Under the Company’s Treasury Reserve Policy and bitcoin strategy, it has used a significant portion of its cash, including cash generated from capital raising transactions, to acquire bitcoins, which are classified as indefinite-lived intangible assets. As of March 31, 2025, the Company held approximately 19.106 bitcoins, all of which are unencumbered. The Company believes its substantial bitcoin holdings can serve as a source of liquidity, if necessary.
The bitcoin market historically has been characterized by significant volatility in its price, limited liquidity and trading volumes compared to sovereign currencies markets, relative anonymity, a developing regulatory landscape, susceptibility to market abuse and manipulation, compliance and internal control failures at exchanges, and various other risks inherent in its entirely electronic, virtual form and decentralized network. During times of instability in the bitcoin market, we may not be able to sell our bitcoins at reasonable prices or at all. As a result, our bitcoins are less liquid than our existing cash and cash equivalents and may not be able to serve as a source of liquidity for us to the same extent as cash and cash equivalents. In addition, upon sale of our bitcoin, we may incur additional taxes related to any realized gains or we may incur capital losses as to which the tax deduction may be limited.
If the Company raises additional funds by issuing equity securities, its stockholders would experience dilution. Additional debt financing, if available, may involve covenants restricting the Company’s operations or its ability to incur additional debt. Any additional debt financing or additional equity that the Company raises may contain terms that are not favorable to it or its stockholders and require significant debt service payments, which diverts resources from other activities. The Company’s ability to raise additional capital will be impacted by market conditions and the price of the Company’s common stock.

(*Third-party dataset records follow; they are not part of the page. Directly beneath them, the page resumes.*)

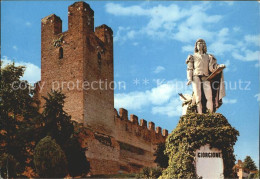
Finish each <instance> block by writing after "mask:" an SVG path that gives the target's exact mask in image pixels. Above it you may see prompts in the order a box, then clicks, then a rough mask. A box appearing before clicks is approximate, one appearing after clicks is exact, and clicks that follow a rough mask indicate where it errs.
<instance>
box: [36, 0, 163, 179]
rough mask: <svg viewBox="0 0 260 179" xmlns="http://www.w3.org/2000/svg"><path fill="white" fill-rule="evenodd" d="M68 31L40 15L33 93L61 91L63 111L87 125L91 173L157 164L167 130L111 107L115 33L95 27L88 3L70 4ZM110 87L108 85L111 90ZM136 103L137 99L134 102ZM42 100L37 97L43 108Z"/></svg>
mask: <svg viewBox="0 0 260 179" xmlns="http://www.w3.org/2000/svg"><path fill="white" fill-rule="evenodd" d="M68 18H69V21H68V26H69V28H68V31H66V32H62V21H61V19H60V18H59V17H58V16H56V15H54V14H52V15H50V16H47V17H45V18H43V19H42V24H41V25H42V27H41V28H42V30H41V38H42V39H41V69H42V71H41V83H40V85H38V88H37V89H38V93H37V97H38V98H39V99H41V98H40V96H47V93H48V92H50V91H51V89H53V90H59V89H61V90H62V92H63V93H64V94H65V95H66V99H65V104H64V109H65V111H66V112H67V113H68V114H69V115H71V116H72V119H73V120H75V121H78V122H79V123H83V124H84V126H86V128H85V129H84V132H83V133H82V135H81V144H82V146H84V147H86V148H88V150H87V151H86V152H85V154H86V156H87V159H88V161H89V162H90V166H91V173H92V174H117V173H137V172H139V171H140V170H141V169H142V168H143V167H145V166H148V167H155V166H156V163H154V159H155V156H154V155H153V154H154V151H155V149H156V146H157V144H158V143H161V142H164V141H165V139H166V137H167V135H168V131H167V130H165V129H163V132H162V129H161V127H159V126H157V127H156V129H155V124H154V123H153V122H149V126H147V121H146V120H144V119H141V120H140V124H139V121H138V117H137V116H135V115H133V114H131V115H130V118H129V117H128V111H127V110H126V109H123V108H121V109H119V113H118V112H117V110H116V109H114V90H113V80H114V76H113V70H114V69H113V32H112V30H111V28H109V27H108V26H106V25H101V26H99V27H96V28H95V30H94V11H93V10H92V9H91V8H90V6H89V5H88V4H87V3H84V2H76V3H74V4H72V5H71V6H69V10H68ZM111 87H112V88H111ZM137 102H138V101H137ZM43 104H44V100H42V99H41V106H43Z"/></svg>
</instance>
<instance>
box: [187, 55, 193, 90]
mask: <svg viewBox="0 0 260 179" xmlns="http://www.w3.org/2000/svg"><path fill="white" fill-rule="evenodd" d="M186 64H187V79H188V83H187V85H189V84H191V82H192V76H193V68H194V59H193V56H192V55H189V56H188V58H187V60H186Z"/></svg>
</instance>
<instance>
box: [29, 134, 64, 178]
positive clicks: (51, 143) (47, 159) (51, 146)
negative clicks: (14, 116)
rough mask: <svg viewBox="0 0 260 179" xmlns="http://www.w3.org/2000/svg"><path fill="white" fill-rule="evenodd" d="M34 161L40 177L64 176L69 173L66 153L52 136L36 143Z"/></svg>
mask: <svg viewBox="0 0 260 179" xmlns="http://www.w3.org/2000/svg"><path fill="white" fill-rule="evenodd" d="M33 161H34V165H35V168H36V171H37V173H38V174H39V176H40V177H45V178H46V177H48V178H62V177H65V176H66V175H67V174H68V170H67V165H68V163H67V159H66V156H65V153H64V152H63V150H62V149H61V147H60V146H59V145H58V144H57V143H56V142H55V140H54V139H52V138H51V137H50V136H47V137H45V138H43V139H42V140H40V142H39V143H38V144H37V145H36V147H35V150H34V160H33Z"/></svg>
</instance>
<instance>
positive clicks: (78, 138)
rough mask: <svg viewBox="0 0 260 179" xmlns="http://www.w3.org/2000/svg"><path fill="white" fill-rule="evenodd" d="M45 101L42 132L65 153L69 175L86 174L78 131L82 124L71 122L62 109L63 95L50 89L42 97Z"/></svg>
mask: <svg viewBox="0 0 260 179" xmlns="http://www.w3.org/2000/svg"><path fill="white" fill-rule="evenodd" d="M44 99H45V100H46V103H45V105H44V111H43V121H44V123H45V125H44V129H43V131H44V133H45V135H50V136H51V137H52V138H53V139H55V140H56V142H57V143H58V144H59V145H60V147H61V148H62V149H63V151H64V152H65V154H66V158H67V161H68V171H69V174H70V176H73V177H74V176H81V175H84V174H87V173H88V172H89V169H90V164H89V162H88V161H87V158H86V156H85V151H86V149H85V148H82V147H81V144H80V142H79V135H78V134H79V133H80V130H81V129H82V128H84V127H83V126H82V125H80V124H78V123H77V122H75V121H74V122H72V120H71V116H69V115H68V114H67V113H66V112H65V111H64V110H63V107H64V100H65V95H64V94H62V93H61V92H57V91H52V92H51V93H49V94H48V97H44Z"/></svg>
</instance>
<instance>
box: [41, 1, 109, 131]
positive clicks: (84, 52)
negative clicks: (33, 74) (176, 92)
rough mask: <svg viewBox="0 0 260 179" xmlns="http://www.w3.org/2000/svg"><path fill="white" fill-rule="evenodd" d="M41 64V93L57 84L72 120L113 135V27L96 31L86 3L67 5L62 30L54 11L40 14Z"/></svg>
mask: <svg viewBox="0 0 260 179" xmlns="http://www.w3.org/2000/svg"><path fill="white" fill-rule="evenodd" d="M41 68H42V71H41V87H42V88H41V90H40V96H46V95H47V93H48V92H50V90H51V89H53V90H60V89H61V90H62V92H63V93H64V94H65V95H66V100H65V106H64V109H65V111H66V112H67V113H68V114H69V115H71V116H72V119H73V120H75V121H78V122H80V123H84V125H85V126H89V127H91V128H92V129H93V130H95V131H98V132H100V133H104V134H107V135H112V129H113V118H114V90H113V89H112V88H113V80H114V77H113V31H112V30H111V28H110V27H108V26H106V25H101V26H99V27H96V28H95V31H94V11H93V10H92V9H91V8H90V6H89V5H88V4H87V3H85V2H76V3H74V4H72V5H71V6H69V8H68V31H66V32H62V21H61V19H60V18H59V17H58V16H56V15H54V14H52V15H50V16H47V17H45V18H43V19H42V21H41ZM111 87H112V88H111ZM43 103H44V100H42V99H41V106H42V105H43Z"/></svg>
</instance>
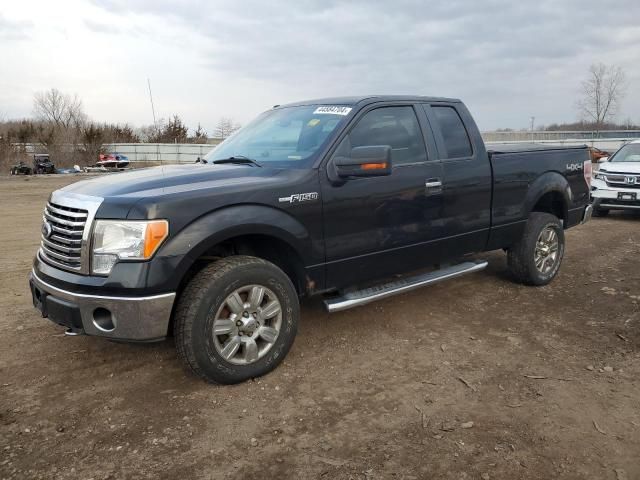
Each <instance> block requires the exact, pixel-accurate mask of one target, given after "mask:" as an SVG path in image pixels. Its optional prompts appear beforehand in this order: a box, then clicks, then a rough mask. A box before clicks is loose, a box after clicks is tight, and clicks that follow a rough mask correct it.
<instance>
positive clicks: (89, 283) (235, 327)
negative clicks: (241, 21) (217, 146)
mask: <svg viewBox="0 0 640 480" xmlns="http://www.w3.org/2000/svg"><path fill="white" fill-rule="evenodd" d="M590 165H591V164H590V159H589V152H588V150H587V148H586V147H579V148H560V147H540V146H535V145H519V146H515V147H514V146H507V145H496V146H494V147H493V148H491V149H489V151H487V147H486V146H485V144H484V143H483V141H482V138H481V137H480V133H479V131H478V129H477V127H476V125H475V123H474V121H473V119H472V118H471V115H470V114H469V112H468V111H467V109H466V108H465V106H464V105H463V104H462V102H460V101H459V100H453V99H446V98H431V97H409V96H374V97H359V98H336V99H322V100H314V101H307V102H300V103H295V104H290V105H282V106H275V107H273V108H272V109H271V110H269V111H267V112H265V113H263V114H262V115H260V116H259V117H258V118H257V119H256V120H254V121H253V122H252V123H250V124H249V125H247V126H246V127H245V128H243V129H241V130H240V131H239V132H237V133H236V134H235V135H233V136H232V137H230V138H229V139H227V140H226V141H225V142H224V143H222V144H221V145H219V146H218V147H216V148H215V149H213V150H212V151H211V153H210V154H209V155H208V156H207V157H206V158H205V159H203V160H202V161H201V162H199V163H198V164H193V165H173V166H163V167H156V168H150V169H144V170H139V171H134V172H130V173H124V174H114V175H109V176H105V177H101V178H96V179H92V180H87V181H82V182H78V183H75V184H73V185H70V186H68V187H65V188H62V189H60V190H57V191H55V192H53V193H52V194H51V197H50V200H49V202H48V204H47V205H46V207H45V210H44V223H43V227H42V240H41V246H40V249H39V251H38V253H37V255H36V257H35V260H34V264H33V270H32V272H31V276H30V286H31V291H32V294H33V302H34V305H35V306H36V307H37V308H38V309H39V310H40V311H41V312H42V315H43V316H44V317H48V318H49V319H50V320H52V321H54V322H56V323H58V324H61V325H64V326H66V327H67V333H68V334H70V335H75V334H82V333H84V334H89V335H96V336H101V337H106V338H109V339H113V340H119V341H143V342H146V341H155V340H161V339H163V338H165V337H166V336H167V335H168V334H169V333H170V332H173V333H174V336H175V344H176V347H177V350H178V354H179V356H180V357H181V358H182V360H184V362H185V363H186V364H187V365H188V366H189V367H190V368H191V370H193V371H194V372H195V373H196V374H198V375H200V376H201V377H203V378H204V379H206V380H208V381H211V382H218V383H235V382H240V381H242V380H245V379H248V378H251V377H256V376H259V375H262V374H264V373H266V372H268V371H270V370H272V369H273V368H275V366H276V365H277V364H278V363H279V362H280V361H281V360H282V359H283V358H284V356H285V355H286V354H287V352H288V351H289V349H290V347H291V345H292V343H293V341H294V337H295V334H296V330H297V325H298V318H299V315H300V309H299V298H300V297H304V296H309V295H324V296H325V305H326V307H327V309H328V311H329V312H334V311H340V310H344V309H346V308H350V307H355V306H358V305H363V304H366V303H368V302H371V301H373V300H376V299H379V298H384V297H387V296H389V295H392V294H395V293H400V292H404V291H407V290H410V289H413V288H416V287H419V286H422V285H427V284H430V283H433V282H436V281H440V280H444V279H449V278H453V277H456V276H459V275H462V274H465V273H469V272H474V271H477V270H480V269H482V268H484V267H485V266H486V262H484V261H481V260H477V259H474V258H470V257H469V254H474V253H475V254H477V253H479V252H485V251H490V250H498V249H503V250H505V251H506V252H507V256H508V265H509V268H510V270H511V272H512V275H513V278H514V279H515V280H517V281H519V282H523V283H526V284H530V285H544V284H547V283H548V282H550V281H551V280H552V279H553V278H554V277H555V276H556V274H557V272H558V269H559V267H560V263H561V261H562V257H563V254H564V249H565V242H564V230H566V229H567V228H570V227H573V226H575V225H577V224H579V223H581V222H584V221H586V220H587V219H588V218H589V217H590V214H591V208H590V206H589V205H588V203H589V185H588V183H589V179H590Z"/></svg>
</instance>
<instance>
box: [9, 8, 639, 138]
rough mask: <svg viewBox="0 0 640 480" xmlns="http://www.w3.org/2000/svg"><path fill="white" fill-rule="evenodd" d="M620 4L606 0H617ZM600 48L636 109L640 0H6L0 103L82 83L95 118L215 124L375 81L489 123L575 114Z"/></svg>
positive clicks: (627, 110) (358, 92) (15, 107)
mask: <svg viewBox="0 0 640 480" xmlns="http://www.w3.org/2000/svg"><path fill="white" fill-rule="evenodd" d="M607 4H610V5H611V6H610V7H609V6H607ZM594 62H604V63H607V64H617V65H620V66H621V67H623V68H624V70H625V72H626V75H627V83H628V88H627V96H626V101H625V102H624V105H623V108H622V111H621V112H620V114H619V116H618V119H619V120H625V119H627V118H631V119H632V120H633V121H635V122H636V123H638V122H640V88H638V87H639V86H640V1H639V0H619V1H617V2H606V1H603V0H557V1H551V0H537V1H529V0H521V1H513V0H507V1H502V0H442V1H438V2H430V1H420V0H415V1H412V0H389V1H382V0H380V1H376V0H368V1H367V0H363V1H351V2H350V1H341V2H339V1H332V0H324V1H315V0H294V1H277V0H271V1H265V0H251V1H242V0H237V1H227V2H221V1H215V0H203V1H200V0H183V1H170V0H105V1H99V0H95V1H80V0H64V1H51V0H44V1H33V0H20V1H13V0H0V118H1V117H4V118H18V117H25V116H29V115H30V114H31V111H32V98H33V94H34V93H35V92H37V91H41V90H46V89H49V88H52V87H55V88H58V89H59V90H61V91H63V92H68V93H77V94H78V95H79V96H80V97H81V98H82V100H83V102H84V106H85V110H86V112H87V113H88V114H89V116H90V117H92V118H93V119H95V120H99V121H108V122H129V123H132V124H134V125H137V126H140V125H143V124H150V123H152V116H151V108H150V105H149V95H148V90H147V77H148V78H150V79H151V86H152V90H153V97H154V101H155V106H156V113H157V116H158V117H168V116H169V115H171V114H174V113H177V114H179V115H180V116H181V117H182V118H183V119H184V120H185V121H186V123H187V124H188V125H189V126H190V127H195V125H196V124H197V123H198V122H201V123H202V125H203V126H204V127H205V129H207V130H208V131H209V132H211V131H212V130H213V127H214V125H215V123H216V121H217V119H218V118H220V117H221V116H230V117H233V118H234V119H235V120H236V121H238V122H242V123H244V122H247V121H248V120H250V119H251V118H252V117H253V116H255V115H256V114H258V113H259V112H261V111H263V110H265V109H267V108H270V107H271V106H272V105H274V104H280V103H286V102H289V101H295V100H302V99H306V98H317V97H326V96H342V95H352V94H355V95H359V94H375V93H383V94H384V93H393V94H402V93H406V94H421V95H434V96H450V97H457V98H461V99H463V100H464V101H465V102H466V103H467V105H468V107H469V108H470V109H471V111H472V113H473V114H474V116H475V117H476V120H477V121H478V123H479V126H480V128H481V129H483V130H489V129H495V128H502V127H511V128H522V127H526V126H528V124H529V118H530V117H531V116H535V117H536V123H537V124H549V123H552V122H563V121H574V120H576V119H577V118H578V114H577V110H576V108H575V102H576V100H577V99H578V95H579V87H580V81H581V80H582V79H583V78H584V77H585V76H586V72H587V69H588V67H589V65H590V64H592V63H594Z"/></svg>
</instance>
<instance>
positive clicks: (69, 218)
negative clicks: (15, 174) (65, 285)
mask: <svg viewBox="0 0 640 480" xmlns="http://www.w3.org/2000/svg"><path fill="white" fill-rule="evenodd" d="M88 217H89V212H88V211H87V210H82V209H79V208H71V207H66V206H63V205H58V204H55V203H52V202H49V203H47V206H46V207H45V209H44V215H43V221H44V224H43V228H42V243H41V245H40V252H41V254H42V257H43V258H44V260H45V261H47V262H48V263H51V264H53V265H55V266H57V267H59V268H63V269H65V270H73V271H80V270H82V239H83V234H84V229H85V226H86V224H87V219H88ZM47 225H48V226H47Z"/></svg>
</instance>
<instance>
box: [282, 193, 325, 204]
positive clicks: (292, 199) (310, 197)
mask: <svg viewBox="0 0 640 480" xmlns="http://www.w3.org/2000/svg"><path fill="white" fill-rule="evenodd" d="M317 199H318V192H309V193H294V194H293V195H289V196H288V197H280V198H279V199H278V201H279V202H280V203H302V202H312V201H314V200H317Z"/></svg>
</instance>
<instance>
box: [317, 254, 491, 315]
mask: <svg viewBox="0 0 640 480" xmlns="http://www.w3.org/2000/svg"><path fill="white" fill-rule="evenodd" d="M486 266H487V262H485V261H479V262H464V263H461V264H459V265H453V266H450V267H446V268H442V269H440V270H435V271H433V272H428V273H423V274H421V275H416V276H414V277H407V278H401V279H399V280H395V281H393V282H389V283H385V284H382V285H376V286H375V287H369V288H365V289H363V290H358V291H356V292H349V293H345V294H344V295H342V296H340V297H335V298H329V299H327V300H325V301H324V306H325V308H326V309H327V311H328V312H329V313H333V312H340V311H342V310H347V309H348V308H353V307H359V306H361V305H366V304H367V303H371V302H375V301H376V300H380V299H382V298H387V297H390V296H392V295H397V294H399V293H404V292H409V291H411V290H415V289H416V288H420V287H423V286H425V285H431V284H433V283H437V282H442V281H443V280H449V279H451V278H455V277H459V276H461V275H465V274H467V273H473V272H477V271H480V270H483V269H484V268H486Z"/></svg>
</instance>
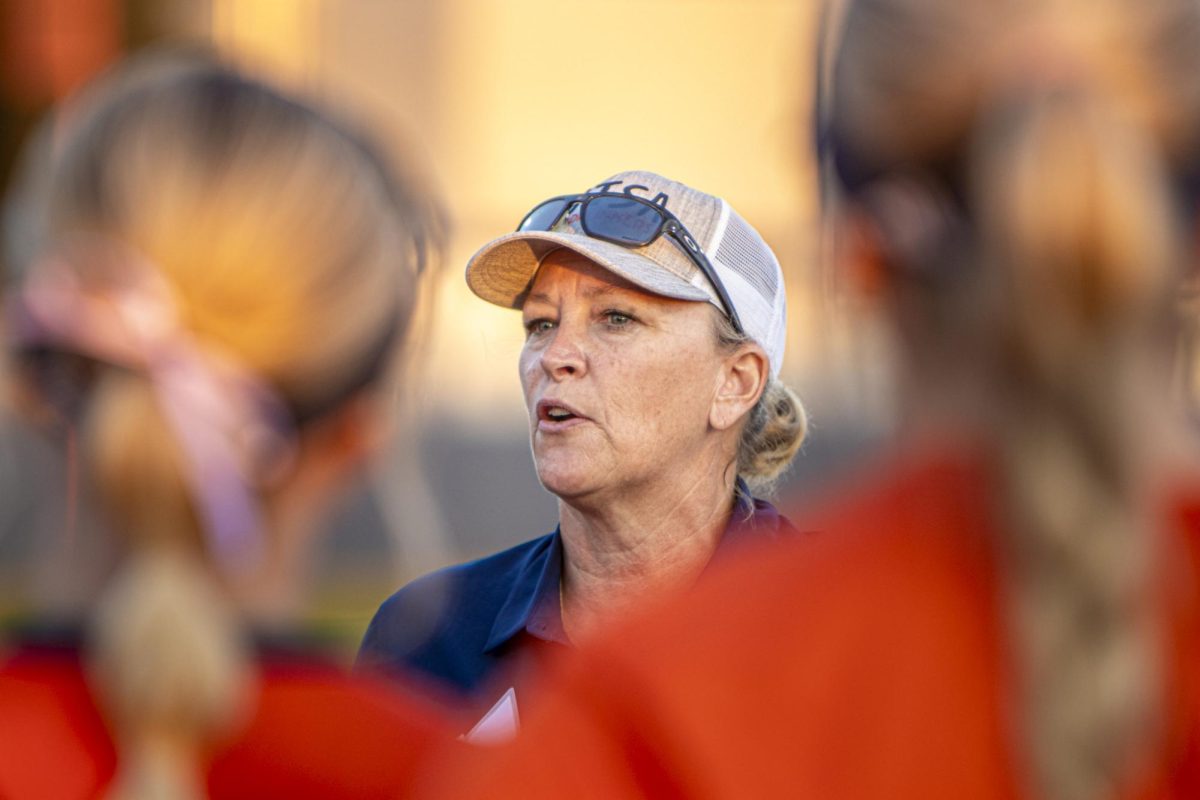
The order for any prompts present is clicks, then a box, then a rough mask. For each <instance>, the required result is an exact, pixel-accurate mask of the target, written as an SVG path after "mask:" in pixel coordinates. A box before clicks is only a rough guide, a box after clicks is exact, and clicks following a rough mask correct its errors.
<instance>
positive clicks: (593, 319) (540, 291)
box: [521, 249, 722, 500]
mask: <svg viewBox="0 0 1200 800" xmlns="http://www.w3.org/2000/svg"><path fill="white" fill-rule="evenodd" d="M522 313H523V318H524V325H526V344H524V348H523V349H522V351H521V383H522V386H523V389H524V398H526V408H527V409H528V411H529V426H530V438H532V443H533V455H534V461H535V462H536V467H538V477H539V479H540V480H541V482H542V485H544V486H545V487H546V488H547V489H548V491H551V492H553V493H554V494H557V495H558V497H559V498H563V499H565V500H571V499H582V498H587V497H596V495H598V494H601V495H612V494H614V493H616V494H620V493H622V492H631V491H637V489H638V488H644V487H646V486H649V485H650V483H652V482H653V481H658V480H672V481H679V480H689V476H690V475H694V474H695V473H696V470H703V469H713V468H716V467H715V465H716V464H719V461H716V459H714V457H713V456H714V453H713V452H710V450H712V447H713V446H714V441H713V437H712V435H709V433H710V429H709V410H710V408H712V405H713V399H714V397H715V395H716V392H718V389H719V386H720V381H721V369H722V357H721V351H720V350H719V349H718V348H719V345H718V343H716V337H715V336H714V332H713V317H712V314H713V312H712V311H710V308H709V305H708V303H706V302H689V301H683V300H672V299H668V297H661V296H659V295H654V294H649V293H647V291H643V290H642V289H640V288H637V287H635V285H634V284H631V283H629V282H626V281H624V279H622V278H619V277H617V276H616V275H613V273H611V272H608V271H606V270H604V269H601V267H600V266H598V265H595V264H593V263H592V261H589V260H588V259H586V258H583V257H581V255H578V254H576V253H572V252H571V251H566V249H559V251H556V252H553V253H551V254H550V255H547V257H546V259H545V260H544V261H542V265H541V269H540V270H539V271H538V275H536V277H535V279H534V283H533V287H532V288H530V290H529V297H528V300H527V301H526V303H524V306H523V308H522Z"/></svg>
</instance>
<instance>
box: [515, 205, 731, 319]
mask: <svg viewBox="0 0 1200 800" xmlns="http://www.w3.org/2000/svg"><path fill="white" fill-rule="evenodd" d="M572 207H577V209H578V215H580V227H581V228H583V233H584V234H587V235H588V236H590V237H592V239H599V240H600V241H606V242H611V243H613V245H620V246H622V247H646V246H647V245H649V243H650V242H653V241H654V240H656V239H658V237H659V236H662V235H666V237H667V239H670V240H671V241H673V242H676V245H678V246H679V247H680V248H682V249H683V252H684V253H685V254H686V255H688V258H690V259H691V260H692V263H694V264H695V265H696V266H698V267H700V271H701V272H703V273H704V277H707V278H708V282H709V283H712V284H713V288H714V289H715V290H716V296H718V299H719V300H720V301H721V305H722V306H725V314H726V317H728V318H730V321H731V323H732V324H733V329H734V330H736V331H737V332H738V333H744V332H745V330H744V329H743V327H742V320H740V319H738V312H736V311H734V309H733V302H732V301H731V300H730V295H728V293H727V291H726V290H725V284H724V283H721V278H720V277H718V275H716V270H715V269H713V265H712V263H710V261H709V260H708V258H707V257H706V255H704V252H703V251H702V249H701V248H700V245H697V243H696V239H695V237H694V236H692V235H691V234H690V233H688V228H685V227H684V224H683V223H682V222H679V218H678V217H676V216H674V215H673V213H671V212H670V211H667V210H666V209H664V207H662V206H661V205H658V204H656V203H650V201H649V200H644V199H642V198H640V197H634V196H631V194H617V193H612V192H592V193H588V194H564V196H563V197H554V198H551V199H548V200H545V201H544V203H540V204H538V205H536V206H534V209H533V211H530V212H529V213H527V215H526V216H524V219H522V221H521V224H520V225H517V230H518V231H523V230H553V228H554V225H557V224H558V223H559V222H560V221H562V219H563V217H564V216H566V212H568V211H569V210H571V209H572Z"/></svg>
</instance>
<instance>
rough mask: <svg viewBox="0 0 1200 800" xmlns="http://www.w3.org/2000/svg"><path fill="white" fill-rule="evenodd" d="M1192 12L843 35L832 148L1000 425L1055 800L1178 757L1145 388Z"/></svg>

Accordingly, the accompanying unaudited condensed financial statements have been prepared on a going concern basis, which contemplates the realization of assets and satisfaction of liabilities in the normal course of business for one year from the date the condensed financial statements are issued. The carrying amounts of assets and liabilities presented in the unaudited condensed financial statements do not necessarily purport to represent realizable or settlement values. The unaudited condensed financial statements do not include any adjustments that might result should the Company be unable to continue as a going concern.